- DVD cover
- Directed by: V. Samudra
- Screenplay by: Paruchuri brothers Posani Krishna Murali
- Dialogue by: Paruchuri brothers
- Story by: Posani Krishna Murali
- Produced by: P. Naga Lakshmi
- Starring: Nandamuri Harikrishna; Ramya Krishna;
- Edited by: Y. V. S. Chowdary
- Music by: S. A. Rajkumar
- Production company: Sri Lakshmi Narasimha Productions
- Release date: 18 December 2003;
- Country: India
- Language: Telugu

= Tiger Harischandra Prasad =

2003 Indian Telugu-language film

Tiger Harischandra Prasad is a 2003 Indian Telugu-language action drama film directed by V. Samudra starring Nandamuri Harikrishna and Ramya Krishna. The film is based on the problems of peasants.

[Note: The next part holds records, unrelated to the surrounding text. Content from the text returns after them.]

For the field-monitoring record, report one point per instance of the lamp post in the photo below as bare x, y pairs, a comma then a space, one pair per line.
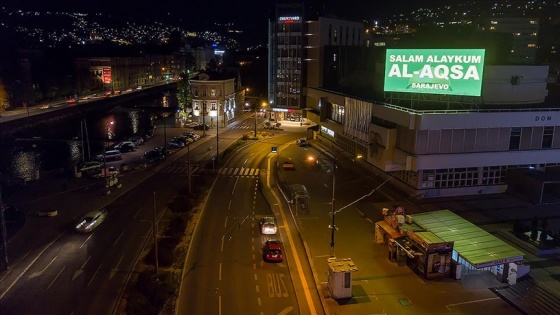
333, 162
107, 186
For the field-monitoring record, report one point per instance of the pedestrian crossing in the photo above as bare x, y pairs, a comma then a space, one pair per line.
243, 126
182, 169
240, 171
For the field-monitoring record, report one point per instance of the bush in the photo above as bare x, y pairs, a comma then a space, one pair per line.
151, 292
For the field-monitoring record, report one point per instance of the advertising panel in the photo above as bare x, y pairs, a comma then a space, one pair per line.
434, 71
106, 74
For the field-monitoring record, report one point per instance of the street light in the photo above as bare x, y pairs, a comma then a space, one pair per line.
107, 186
333, 161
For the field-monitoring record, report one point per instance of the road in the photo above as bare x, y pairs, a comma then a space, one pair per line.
225, 266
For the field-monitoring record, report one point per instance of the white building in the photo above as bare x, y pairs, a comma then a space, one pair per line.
438, 149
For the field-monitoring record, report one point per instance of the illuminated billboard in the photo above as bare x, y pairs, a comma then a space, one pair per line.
434, 71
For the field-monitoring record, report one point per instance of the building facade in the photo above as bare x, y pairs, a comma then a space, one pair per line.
215, 101
433, 152
286, 57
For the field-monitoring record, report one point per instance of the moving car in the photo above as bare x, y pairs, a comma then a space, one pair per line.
302, 142
272, 251
109, 155
202, 127
192, 124
267, 225
91, 220
90, 168
126, 146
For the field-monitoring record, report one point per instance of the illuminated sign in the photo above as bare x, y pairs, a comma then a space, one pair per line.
434, 71
107, 75
288, 19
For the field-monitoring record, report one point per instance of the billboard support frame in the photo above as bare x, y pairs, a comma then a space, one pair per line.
418, 100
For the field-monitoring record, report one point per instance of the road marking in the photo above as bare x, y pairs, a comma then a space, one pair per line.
56, 277
95, 273
118, 238
470, 302
79, 271
116, 269
87, 239
299, 268
29, 266
40, 272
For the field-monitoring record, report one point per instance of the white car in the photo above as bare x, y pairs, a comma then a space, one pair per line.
91, 220
268, 225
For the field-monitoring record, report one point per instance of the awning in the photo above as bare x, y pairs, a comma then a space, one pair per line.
389, 229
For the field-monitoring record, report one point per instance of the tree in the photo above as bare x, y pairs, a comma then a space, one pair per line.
517, 227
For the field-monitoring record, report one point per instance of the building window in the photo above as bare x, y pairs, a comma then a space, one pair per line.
337, 113
515, 138
547, 137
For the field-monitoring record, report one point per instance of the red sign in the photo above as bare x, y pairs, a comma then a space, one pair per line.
106, 75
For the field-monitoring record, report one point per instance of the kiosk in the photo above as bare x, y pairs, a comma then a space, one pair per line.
340, 277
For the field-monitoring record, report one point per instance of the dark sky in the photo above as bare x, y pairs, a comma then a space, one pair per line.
243, 11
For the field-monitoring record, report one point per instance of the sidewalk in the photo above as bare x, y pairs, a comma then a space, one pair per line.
380, 286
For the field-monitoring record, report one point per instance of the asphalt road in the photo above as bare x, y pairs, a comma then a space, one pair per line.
225, 268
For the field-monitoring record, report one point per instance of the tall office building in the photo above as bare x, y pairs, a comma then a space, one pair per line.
286, 68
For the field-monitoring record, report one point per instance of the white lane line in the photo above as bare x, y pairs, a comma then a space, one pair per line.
29, 266
449, 306
56, 277
118, 238
95, 273
87, 239
116, 269
40, 272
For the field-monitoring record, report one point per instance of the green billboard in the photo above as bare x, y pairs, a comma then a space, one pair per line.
434, 71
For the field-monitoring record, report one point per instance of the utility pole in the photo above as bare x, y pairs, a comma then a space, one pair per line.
4, 232
156, 261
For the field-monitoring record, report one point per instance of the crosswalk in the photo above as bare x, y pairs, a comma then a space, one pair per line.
182, 169
240, 171
244, 126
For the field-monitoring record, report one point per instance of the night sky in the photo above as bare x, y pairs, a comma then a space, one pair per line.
244, 12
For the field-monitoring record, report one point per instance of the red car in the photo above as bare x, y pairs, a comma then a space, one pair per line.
272, 251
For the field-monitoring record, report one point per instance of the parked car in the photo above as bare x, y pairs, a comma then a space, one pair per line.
272, 251
126, 146
302, 142
90, 168
267, 225
175, 144
154, 155
91, 220
202, 127
111, 155
192, 124
137, 140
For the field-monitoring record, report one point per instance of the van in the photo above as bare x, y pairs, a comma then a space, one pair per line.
111, 155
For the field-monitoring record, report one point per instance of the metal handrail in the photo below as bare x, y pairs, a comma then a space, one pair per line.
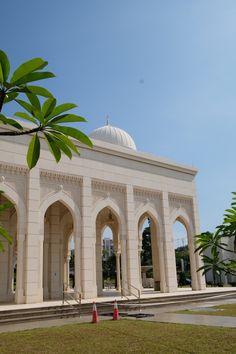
77, 298
132, 293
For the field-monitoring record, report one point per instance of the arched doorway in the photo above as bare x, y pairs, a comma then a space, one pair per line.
108, 252
58, 229
8, 258
182, 259
149, 257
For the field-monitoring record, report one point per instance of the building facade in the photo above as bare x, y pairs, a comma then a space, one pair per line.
110, 185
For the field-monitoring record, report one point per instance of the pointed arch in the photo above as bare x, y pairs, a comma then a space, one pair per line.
181, 215
68, 202
149, 210
17, 201
109, 203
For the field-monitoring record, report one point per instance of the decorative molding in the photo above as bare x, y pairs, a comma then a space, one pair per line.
108, 187
59, 177
178, 201
147, 194
13, 169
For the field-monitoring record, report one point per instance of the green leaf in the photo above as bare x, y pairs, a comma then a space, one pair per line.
74, 133
66, 118
26, 117
10, 97
35, 76
40, 91
26, 68
10, 121
34, 101
26, 106
55, 150
48, 106
1, 75
61, 145
62, 108
33, 151
4, 64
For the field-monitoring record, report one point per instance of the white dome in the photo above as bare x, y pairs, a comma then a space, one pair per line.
113, 135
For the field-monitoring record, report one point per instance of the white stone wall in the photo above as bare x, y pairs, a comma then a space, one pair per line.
127, 182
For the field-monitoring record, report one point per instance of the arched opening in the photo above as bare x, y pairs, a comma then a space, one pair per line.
182, 259
150, 276
108, 253
8, 258
58, 231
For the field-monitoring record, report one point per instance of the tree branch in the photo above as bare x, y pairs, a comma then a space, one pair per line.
25, 132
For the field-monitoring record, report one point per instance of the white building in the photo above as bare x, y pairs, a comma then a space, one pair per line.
110, 185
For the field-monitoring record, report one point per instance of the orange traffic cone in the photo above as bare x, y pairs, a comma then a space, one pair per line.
95, 318
116, 311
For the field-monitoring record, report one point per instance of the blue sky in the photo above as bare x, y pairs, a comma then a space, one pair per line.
164, 71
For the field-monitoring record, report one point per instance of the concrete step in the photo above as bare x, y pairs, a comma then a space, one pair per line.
54, 312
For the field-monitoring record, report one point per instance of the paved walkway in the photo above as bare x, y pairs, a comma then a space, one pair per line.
111, 295
161, 314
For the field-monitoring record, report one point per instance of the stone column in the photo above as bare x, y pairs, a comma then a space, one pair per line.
201, 282
34, 241
118, 283
132, 241
88, 255
99, 254
77, 262
19, 296
45, 269
55, 233
169, 252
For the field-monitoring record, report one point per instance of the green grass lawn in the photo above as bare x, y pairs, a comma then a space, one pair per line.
124, 336
220, 310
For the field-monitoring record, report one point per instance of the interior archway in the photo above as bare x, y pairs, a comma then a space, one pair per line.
58, 228
8, 258
108, 252
182, 258
149, 258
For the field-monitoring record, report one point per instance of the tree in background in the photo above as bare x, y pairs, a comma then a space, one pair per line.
214, 242
146, 254
40, 109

The film received pre-release hype, but it was released to mixed reviews. This film marked Posani Krishna Murali's sixth collaboration with Nandamuri Harikrishna and their only unsuccessful film.

== Production ==
The film was produced by P. Naga Lakshmi, who previously produced Aadi (2002). In October 2003, the film was shot in Chilakaluripet, Guntur (at Jinnah Tower) and Narasaraopet. As of 24 November 2003, the shooting of the film was complete except for two songs.

== Soundtrack ==
The soundtrack was composed by S. A. Rajkumar. Nachaki of Telugu Cinema wrote "The tunes are good, yes, but seem too common, and blame it partly on the beat used in the songs. The audience feels like they're listening to songs of a mid-80's movie, partly because of the theme of the movie!"

Track listing
| No. | Title | Lyrics | Singer(s) | Length |
|---|---|---|---|---|
| 1. | "Kadeddula" | Jaladi Raja Rao | S. P. Balasubrahmanyam, K. S. Chithra | 6:58 |
| 2. | "Premalona Emi Maya" | E. S. Murthy | Karthik, Shreya Ghoshal | 6:23 |
| 3. | "Cheppana" | Chirravuri Vijaykumar | Tippu, Swarnalatha | 4:21 |
| 4. | "Simhamochina" | Chirravuri Vijaykumar | S. P. Balasubrahmanyam, Sujatha Mohan | 4:56 |
| 5. | "Deshama" | Jaladi Raja Rao | S. P. Balasubrahmanyam | 5:24 |
| Total length: |  |  |  | 28:02 |

== Reception ==
Gudipoodi Srihari of The Hindu wrote that "Harikrishna gets a tailor made role well cut out for his style of acting, with rugged appeal. But some frivolous scenes including the comedy featuring Brahmanandam and Kovai Sarala, puts the film on a sidetrack". Jeevi of Idlebrain.com rated the film three out of five and wrote that "The last 20 minutes of the film is impressive. The rest of the film is narrated in old fashion. This film would take Hari Krishna close to the masses". In a negative review, a critic from Full Hyderabad wrote that "This might've as well been a B-grade Narayana Murthy revolutionary pain, but one doesn't associate pains with Ramya Krishna around. But that's the pain: she's hardly around. This seems like an emerging trend in Tollywood. Not Ramya Krishna's absence, but movies with social messages". Telugu Cinema wrote "[..] the film fails to evoke any interest neither to the audience targeted nor to the common audience. The film basically looks like R.Narayanamurthy films but has a huge starcast to reach the audience."